6 Replies Latest reply on Mar 13, 2015 3:29 PM by brmeyer

    Design discussion: Free Text Search

    brmeyer

      [ARTIF-260] Free Text Search for artifacts Enhancement - JBoss Issue Tracker

       

      Currently, the query syntax supports searching metadata values only.  The XPath2 syntax allows wildcard searches using this type of function:

       

      xp2:matches(@FooProp, '.*foo.*') <-- find all artifacts with "foo" in the FooProp custom property

       

      We'd like to expand that in multiple ways:

      1. continue to support querying by single property names
      2. support querying all metadata values
      3. support querying artifact content
      4. support querying both artifact content and metadata

       

      This will involve expanding the 'matches' function arguments.  Here's a proposal, in order of appearance above:

      1. xp2:matches(@FooProp, '.*foo.*')
      2. xp2:matches(@*, '.*foo.*')
      3. xp2:matches(., '.*foo.*')
      4. xp2:matches(*, '.*foo.*')

       

      So, '@*' would search all metadata values.  '.' would follow XPath conventions and search the text-based children of the current node (ie, the artifact's content).

       

      '*' could be used to search both content and metadata, but that's up for discussion.  We'd considered something like xp2:matches(@* | ., 'foo.*'), but that felt a bit wonky (not to mention it'd be a pain to parse).

       

      Any thoughts?  As a user, what would feel more natural?
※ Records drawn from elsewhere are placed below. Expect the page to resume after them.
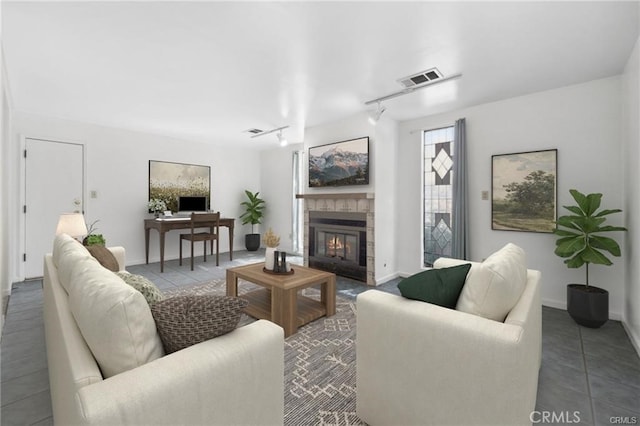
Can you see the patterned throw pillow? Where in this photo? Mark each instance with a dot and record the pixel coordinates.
(143, 285)
(183, 321)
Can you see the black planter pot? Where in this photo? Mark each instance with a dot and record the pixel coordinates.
(588, 306)
(252, 242)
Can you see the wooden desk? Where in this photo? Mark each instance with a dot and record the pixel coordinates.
(163, 226)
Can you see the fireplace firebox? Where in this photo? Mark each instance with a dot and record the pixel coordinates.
(338, 243)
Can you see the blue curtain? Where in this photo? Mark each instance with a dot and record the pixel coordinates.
(460, 236)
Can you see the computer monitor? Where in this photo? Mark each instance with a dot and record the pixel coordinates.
(192, 204)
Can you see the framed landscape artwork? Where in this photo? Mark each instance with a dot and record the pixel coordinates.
(168, 181)
(339, 164)
(524, 191)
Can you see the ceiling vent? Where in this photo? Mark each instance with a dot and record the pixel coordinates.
(420, 78)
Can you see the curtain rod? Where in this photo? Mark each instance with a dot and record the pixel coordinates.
(411, 132)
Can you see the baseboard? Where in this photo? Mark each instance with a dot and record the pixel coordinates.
(617, 316)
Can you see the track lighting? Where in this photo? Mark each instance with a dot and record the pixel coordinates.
(283, 140)
(375, 115)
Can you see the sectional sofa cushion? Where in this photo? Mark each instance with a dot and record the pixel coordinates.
(113, 317)
(437, 286)
(66, 253)
(494, 286)
(104, 256)
(183, 321)
(151, 293)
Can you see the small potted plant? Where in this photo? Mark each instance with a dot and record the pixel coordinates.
(581, 243)
(93, 239)
(157, 206)
(253, 211)
(271, 240)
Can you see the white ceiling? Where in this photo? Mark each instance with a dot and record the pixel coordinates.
(208, 71)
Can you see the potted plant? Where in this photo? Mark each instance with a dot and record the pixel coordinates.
(93, 239)
(253, 211)
(581, 243)
(157, 206)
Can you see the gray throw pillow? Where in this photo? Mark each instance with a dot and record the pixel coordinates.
(148, 289)
(183, 321)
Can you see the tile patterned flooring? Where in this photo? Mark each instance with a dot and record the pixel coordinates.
(589, 377)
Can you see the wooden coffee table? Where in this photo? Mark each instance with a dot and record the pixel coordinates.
(279, 300)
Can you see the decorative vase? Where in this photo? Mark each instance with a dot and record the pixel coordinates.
(588, 306)
(268, 258)
(252, 242)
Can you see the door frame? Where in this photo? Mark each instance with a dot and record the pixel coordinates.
(22, 222)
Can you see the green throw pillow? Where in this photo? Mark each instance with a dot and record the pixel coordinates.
(143, 285)
(438, 286)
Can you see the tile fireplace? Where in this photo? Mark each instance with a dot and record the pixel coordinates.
(339, 234)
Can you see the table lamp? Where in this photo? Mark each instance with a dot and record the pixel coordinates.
(72, 224)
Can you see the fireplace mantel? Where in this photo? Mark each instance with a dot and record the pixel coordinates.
(337, 196)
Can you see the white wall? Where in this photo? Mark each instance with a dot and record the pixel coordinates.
(631, 98)
(583, 122)
(277, 191)
(117, 168)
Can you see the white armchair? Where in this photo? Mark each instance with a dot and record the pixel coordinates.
(420, 364)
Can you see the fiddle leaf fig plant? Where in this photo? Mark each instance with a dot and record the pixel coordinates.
(253, 209)
(581, 241)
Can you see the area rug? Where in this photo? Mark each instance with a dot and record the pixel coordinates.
(320, 362)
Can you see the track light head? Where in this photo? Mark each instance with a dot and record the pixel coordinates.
(283, 141)
(375, 115)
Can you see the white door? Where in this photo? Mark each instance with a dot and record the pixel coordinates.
(53, 185)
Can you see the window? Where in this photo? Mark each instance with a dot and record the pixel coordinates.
(439, 152)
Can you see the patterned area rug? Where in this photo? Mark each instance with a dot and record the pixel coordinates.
(320, 362)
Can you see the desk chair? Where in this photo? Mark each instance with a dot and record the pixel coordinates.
(201, 220)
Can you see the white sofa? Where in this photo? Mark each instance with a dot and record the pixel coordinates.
(421, 364)
(234, 379)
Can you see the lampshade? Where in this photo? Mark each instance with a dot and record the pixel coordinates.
(72, 224)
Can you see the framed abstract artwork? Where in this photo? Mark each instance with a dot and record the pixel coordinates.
(168, 181)
(524, 191)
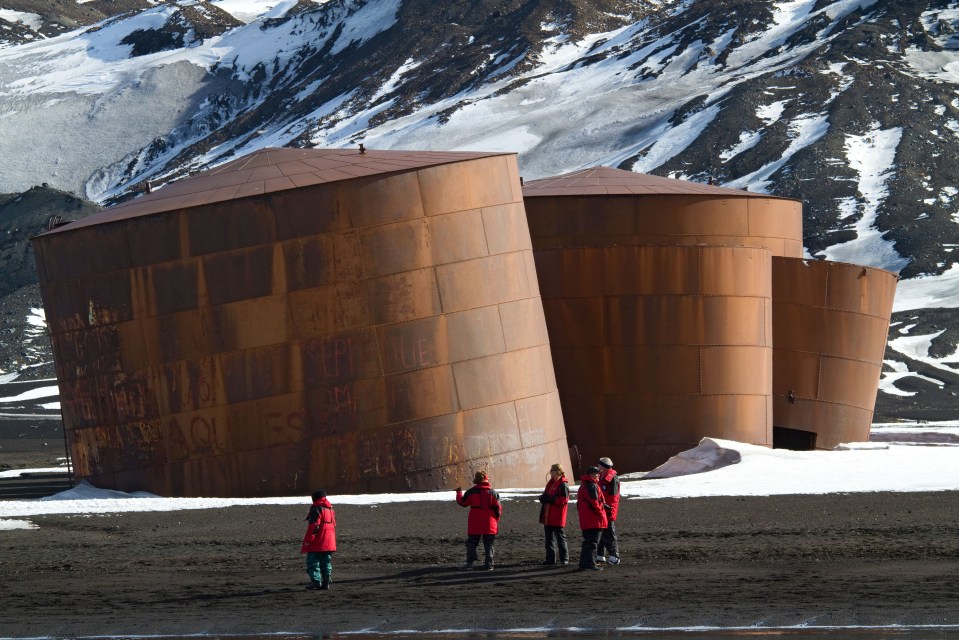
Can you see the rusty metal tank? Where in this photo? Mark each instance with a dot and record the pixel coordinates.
(657, 346)
(669, 337)
(359, 321)
(831, 323)
(603, 207)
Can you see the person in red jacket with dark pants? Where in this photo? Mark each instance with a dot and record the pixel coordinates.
(608, 549)
(483, 521)
(592, 517)
(319, 543)
(552, 515)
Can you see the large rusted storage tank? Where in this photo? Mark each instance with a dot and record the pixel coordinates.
(656, 346)
(831, 322)
(294, 319)
(647, 362)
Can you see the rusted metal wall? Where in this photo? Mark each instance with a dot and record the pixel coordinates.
(361, 324)
(658, 346)
(606, 207)
(831, 323)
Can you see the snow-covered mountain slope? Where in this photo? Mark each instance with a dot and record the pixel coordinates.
(847, 105)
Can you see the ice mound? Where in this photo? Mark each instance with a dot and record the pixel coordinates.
(708, 455)
(86, 491)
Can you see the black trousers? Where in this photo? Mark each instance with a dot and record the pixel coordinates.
(607, 542)
(556, 537)
(472, 541)
(587, 556)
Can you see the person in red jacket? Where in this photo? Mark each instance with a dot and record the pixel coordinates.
(552, 515)
(609, 484)
(592, 517)
(483, 520)
(319, 543)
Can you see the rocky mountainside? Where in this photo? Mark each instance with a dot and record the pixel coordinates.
(24, 347)
(848, 105)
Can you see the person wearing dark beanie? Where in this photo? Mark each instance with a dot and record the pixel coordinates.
(608, 547)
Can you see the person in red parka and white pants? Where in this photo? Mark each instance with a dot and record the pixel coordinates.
(319, 543)
(552, 515)
(592, 517)
(483, 520)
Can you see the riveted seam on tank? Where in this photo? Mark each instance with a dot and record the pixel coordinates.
(784, 303)
(833, 355)
(827, 402)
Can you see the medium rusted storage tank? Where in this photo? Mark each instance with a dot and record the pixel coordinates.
(647, 368)
(352, 320)
(831, 322)
(658, 346)
(604, 207)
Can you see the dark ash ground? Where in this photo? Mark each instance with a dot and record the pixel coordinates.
(855, 559)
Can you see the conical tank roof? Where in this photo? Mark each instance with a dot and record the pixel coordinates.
(609, 181)
(270, 170)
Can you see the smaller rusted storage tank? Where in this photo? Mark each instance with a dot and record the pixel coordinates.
(302, 318)
(831, 323)
(656, 347)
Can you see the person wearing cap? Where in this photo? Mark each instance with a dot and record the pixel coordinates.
(552, 515)
(608, 549)
(483, 520)
(319, 543)
(592, 517)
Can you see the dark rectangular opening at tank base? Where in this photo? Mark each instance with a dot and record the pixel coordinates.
(794, 439)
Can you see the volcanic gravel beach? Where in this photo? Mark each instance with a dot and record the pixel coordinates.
(841, 559)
        • 1. Re: Design discussion: Free Text Search
          eric.wittmann

          When searching against content you'll do a full text search of some kind?  Lucene or something?

           

          Wondering how the wildcards translate to a full text search ending.
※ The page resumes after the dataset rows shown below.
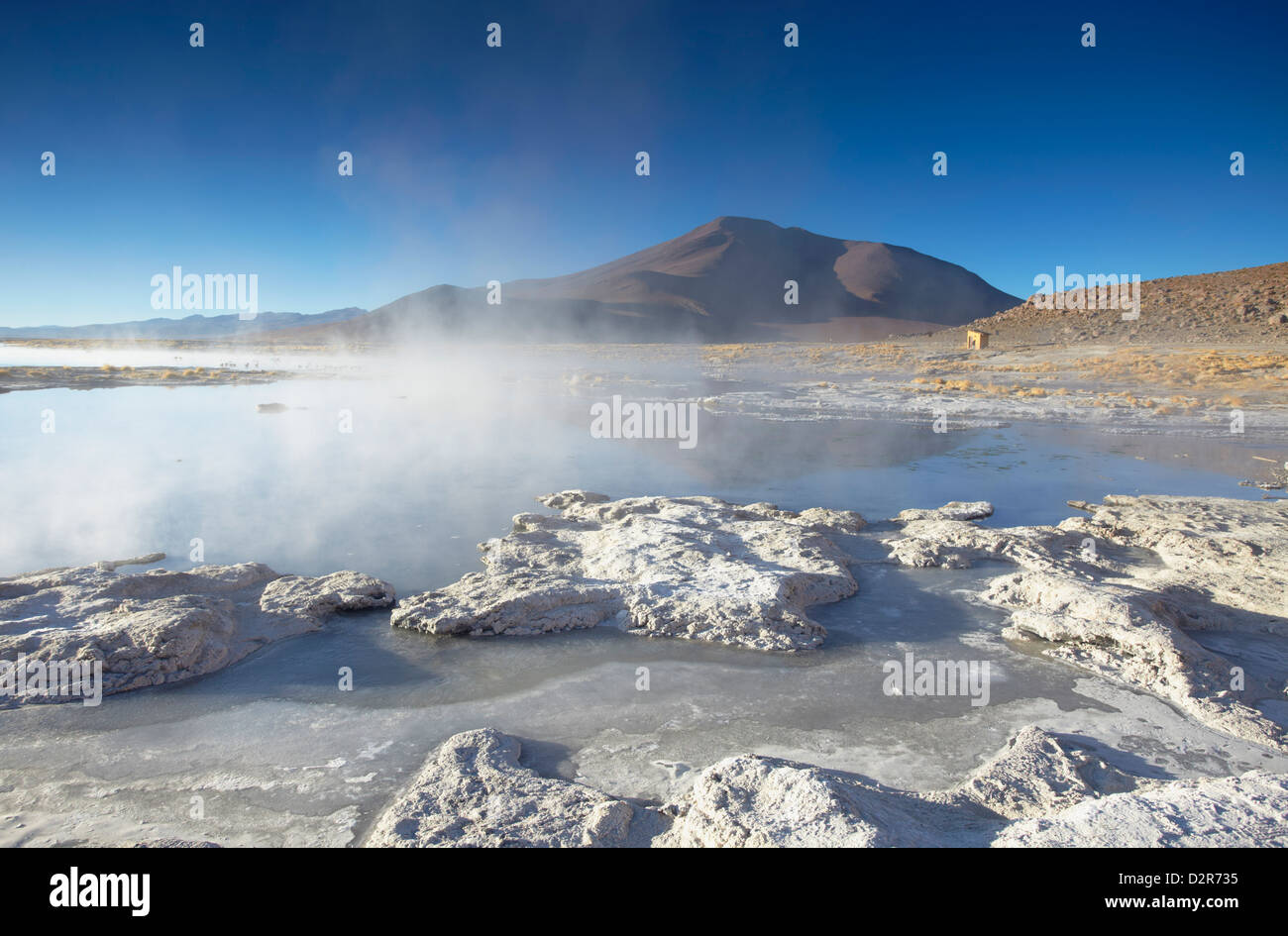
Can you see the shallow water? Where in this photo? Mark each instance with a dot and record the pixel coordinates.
(434, 465)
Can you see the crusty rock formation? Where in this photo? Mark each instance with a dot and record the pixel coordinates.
(1087, 588)
(696, 568)
(1039, 789)
(473, 792)
(1215, 812)
(160, 626)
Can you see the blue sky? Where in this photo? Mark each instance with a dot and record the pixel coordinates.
(476, 163)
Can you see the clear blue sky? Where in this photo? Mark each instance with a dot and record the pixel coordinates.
(477, 163)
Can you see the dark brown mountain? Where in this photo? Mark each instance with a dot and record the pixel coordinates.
(721, 281)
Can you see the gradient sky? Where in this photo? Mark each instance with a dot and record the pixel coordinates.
(477, 163)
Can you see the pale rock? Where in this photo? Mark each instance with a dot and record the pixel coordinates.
(159, 626)
(695, 568)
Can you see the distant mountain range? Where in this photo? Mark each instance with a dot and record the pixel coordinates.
(721, 281)
(230, 326)
(724, 281)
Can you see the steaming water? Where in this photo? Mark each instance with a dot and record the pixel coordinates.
(438, 463)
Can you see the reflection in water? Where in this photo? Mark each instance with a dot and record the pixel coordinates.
(430, 468)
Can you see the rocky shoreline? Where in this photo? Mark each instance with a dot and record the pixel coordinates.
(1038, 790)
(158, 627)
(1181, 597)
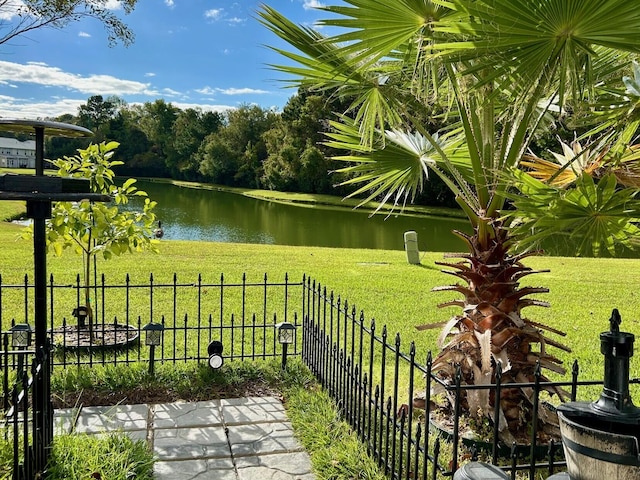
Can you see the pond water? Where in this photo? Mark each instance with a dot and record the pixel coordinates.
(196, 214)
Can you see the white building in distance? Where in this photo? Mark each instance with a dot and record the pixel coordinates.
(17, 154)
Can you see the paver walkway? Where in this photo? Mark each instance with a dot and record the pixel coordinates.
(231, 439)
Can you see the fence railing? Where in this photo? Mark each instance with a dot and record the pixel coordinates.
(374, 381)
(28, 422)
(373, 376)
(241, 315)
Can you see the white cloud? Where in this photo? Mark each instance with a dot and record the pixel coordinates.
(171, 92)
(206, 91)
(9, 9)
(19, 108)
(203, 106)
(230, 91)
(113, 5)
(40, 74)
(310, 4)
(241, 91)
(213, 14)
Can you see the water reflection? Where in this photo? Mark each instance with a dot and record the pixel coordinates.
(196, 214)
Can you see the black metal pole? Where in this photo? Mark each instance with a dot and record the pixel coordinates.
(39, 211)
(284, 355)
(152, 359)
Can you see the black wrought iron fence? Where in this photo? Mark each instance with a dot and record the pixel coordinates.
(27, 421)
(372, 375)
(241, 315)
(374, 380)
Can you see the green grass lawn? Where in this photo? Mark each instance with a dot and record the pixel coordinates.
(381, 283)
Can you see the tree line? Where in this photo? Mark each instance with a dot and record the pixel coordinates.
(249, 146)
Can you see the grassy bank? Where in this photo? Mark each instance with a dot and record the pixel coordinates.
(385, 287)
(381, 283)
(315, 200)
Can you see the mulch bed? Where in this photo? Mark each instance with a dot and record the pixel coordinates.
(109, 335)
(156, 394)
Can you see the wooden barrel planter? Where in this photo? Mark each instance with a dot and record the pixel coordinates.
(594, 453)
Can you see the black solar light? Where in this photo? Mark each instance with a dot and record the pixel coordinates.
(215, 349)
(153, 339)
(21, 335)
(286, 336)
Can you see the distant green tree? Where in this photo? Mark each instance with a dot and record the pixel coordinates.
(156, 120)
(235, 153)
(97, 112)
(20, 18)
(190, 128)
(92, 229)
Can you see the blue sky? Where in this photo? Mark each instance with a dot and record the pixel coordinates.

          • 2. Re: Design discussion: Free Text Search
            brmeyer

            When searching against content you'll do a full text search of some kind?  Lucene or something?

            We'd currently rely on ModeShape 4.0's full-text support (they provide a 'CONTAINS' function).  From what I understand, that relies on internal indexing (MS 4 indexing is a lot different than 3) and Tika text extractors.  However, they're currently working on additional index providers, Lucene being the first.  An alternative could be using MS 'CONTAINS' for the metadata, but an external index provider the the content (which would be possible, since we use filesystem file storage).  But, I'll cross that bridge when MS performance becomes an issue.
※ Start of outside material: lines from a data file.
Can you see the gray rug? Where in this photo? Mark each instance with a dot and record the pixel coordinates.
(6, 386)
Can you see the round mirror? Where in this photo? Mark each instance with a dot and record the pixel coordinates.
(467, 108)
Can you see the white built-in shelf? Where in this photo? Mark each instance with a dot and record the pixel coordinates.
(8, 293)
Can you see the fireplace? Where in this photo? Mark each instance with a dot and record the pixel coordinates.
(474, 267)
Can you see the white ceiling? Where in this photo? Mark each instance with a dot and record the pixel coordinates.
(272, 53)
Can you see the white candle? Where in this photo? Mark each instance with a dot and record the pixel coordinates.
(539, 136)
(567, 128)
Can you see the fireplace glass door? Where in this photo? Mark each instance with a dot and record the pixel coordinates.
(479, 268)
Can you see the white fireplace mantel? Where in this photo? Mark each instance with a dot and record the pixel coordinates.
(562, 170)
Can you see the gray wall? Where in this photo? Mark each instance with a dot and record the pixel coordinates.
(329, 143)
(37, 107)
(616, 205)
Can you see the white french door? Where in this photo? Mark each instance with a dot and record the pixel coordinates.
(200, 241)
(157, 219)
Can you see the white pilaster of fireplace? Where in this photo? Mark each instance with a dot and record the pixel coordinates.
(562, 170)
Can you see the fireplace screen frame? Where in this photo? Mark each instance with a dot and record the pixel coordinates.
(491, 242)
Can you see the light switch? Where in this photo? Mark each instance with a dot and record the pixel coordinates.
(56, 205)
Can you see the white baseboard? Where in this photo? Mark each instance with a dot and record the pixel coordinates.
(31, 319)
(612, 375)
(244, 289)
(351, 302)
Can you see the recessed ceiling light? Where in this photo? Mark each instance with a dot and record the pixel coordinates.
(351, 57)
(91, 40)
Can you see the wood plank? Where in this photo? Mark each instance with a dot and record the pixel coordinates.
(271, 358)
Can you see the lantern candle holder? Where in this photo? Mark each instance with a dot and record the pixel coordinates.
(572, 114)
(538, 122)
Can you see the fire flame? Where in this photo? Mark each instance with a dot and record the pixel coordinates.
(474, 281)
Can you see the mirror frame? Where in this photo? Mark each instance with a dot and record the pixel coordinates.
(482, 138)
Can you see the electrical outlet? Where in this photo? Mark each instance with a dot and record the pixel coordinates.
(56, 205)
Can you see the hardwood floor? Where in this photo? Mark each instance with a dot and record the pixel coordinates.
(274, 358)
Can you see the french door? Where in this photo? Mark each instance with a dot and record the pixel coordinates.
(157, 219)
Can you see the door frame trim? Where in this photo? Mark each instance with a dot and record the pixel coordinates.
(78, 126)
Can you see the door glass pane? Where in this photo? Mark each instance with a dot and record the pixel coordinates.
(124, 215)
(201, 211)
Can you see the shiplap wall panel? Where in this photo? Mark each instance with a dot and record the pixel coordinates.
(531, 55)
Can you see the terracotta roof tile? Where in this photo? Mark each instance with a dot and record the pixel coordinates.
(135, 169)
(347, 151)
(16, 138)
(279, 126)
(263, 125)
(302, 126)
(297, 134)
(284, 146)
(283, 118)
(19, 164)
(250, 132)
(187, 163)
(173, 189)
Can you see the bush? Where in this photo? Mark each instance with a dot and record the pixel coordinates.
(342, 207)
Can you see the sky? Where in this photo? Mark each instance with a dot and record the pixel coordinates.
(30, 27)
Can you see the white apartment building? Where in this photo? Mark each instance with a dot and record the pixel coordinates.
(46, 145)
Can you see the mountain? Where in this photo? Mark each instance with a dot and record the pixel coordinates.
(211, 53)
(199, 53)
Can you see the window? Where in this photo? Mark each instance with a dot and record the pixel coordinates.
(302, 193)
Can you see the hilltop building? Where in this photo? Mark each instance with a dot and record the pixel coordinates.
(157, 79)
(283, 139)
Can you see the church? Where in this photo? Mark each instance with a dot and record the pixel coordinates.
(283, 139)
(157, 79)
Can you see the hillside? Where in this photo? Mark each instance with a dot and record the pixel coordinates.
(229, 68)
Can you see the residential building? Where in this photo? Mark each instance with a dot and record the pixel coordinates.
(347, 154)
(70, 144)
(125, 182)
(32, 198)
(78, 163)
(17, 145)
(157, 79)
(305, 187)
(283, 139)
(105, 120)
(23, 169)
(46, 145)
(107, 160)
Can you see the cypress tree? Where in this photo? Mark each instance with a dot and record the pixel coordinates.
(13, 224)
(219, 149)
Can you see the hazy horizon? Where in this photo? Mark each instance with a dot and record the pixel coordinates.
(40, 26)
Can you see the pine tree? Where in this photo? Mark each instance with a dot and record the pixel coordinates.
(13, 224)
            Wondering how the wildcards translate to a full text search ending.

            https://docs.jboss.org/author/display/MODE/Full+text+search

            JCR-SQL2 - ModeShape 3 - Project Documentation Editor

             

            The full-text search 'CONTAINS' method supports wildcards, etc.

            • 3. Re: Design discussion: Free Text Search
              eric.wittmann

              Ah perfect - the state of the art for full text indexing has apparently progressed since the last time I really dove into it (*cough* 2001 *cough*).

              • 4. Re: Design discussion: Free Text Search
                brmeyer

                Actually, I might suggest simplifying this.  ModeShape only supports full-text searching in general -- it's an all or nothing approach.  IE, there's not a way to search metadata-only or content-only.  Further, I may be overthinking it.  Most users would probably need the original queries + full text search on the whole shebang.  So, reduce the requirements to:

                 

                1. xp2:matches(@FooProp, '.*foo.*')
                2. xp2:matches(*, '.*foo.*')

                 

                Thoughts?

                • 5. Re: Design discussion: Free Text Search
                  eric.wittmann

                  This makes sense to me. Keep it simple, stupid.

                   

                  However if you're going with just these two options, then my suggestion would be to use . instead of * for #2:

                   

                  2. xp2:matches(., 'foo.*')

                   

                  That's more consistent with xpath semantics I think.

                  • 6. Re: Design discussion: Free Text Search
                    brmeyer

                    That's more consistent with xpath semantics I think.

                    Fair point, will do.  Thanks!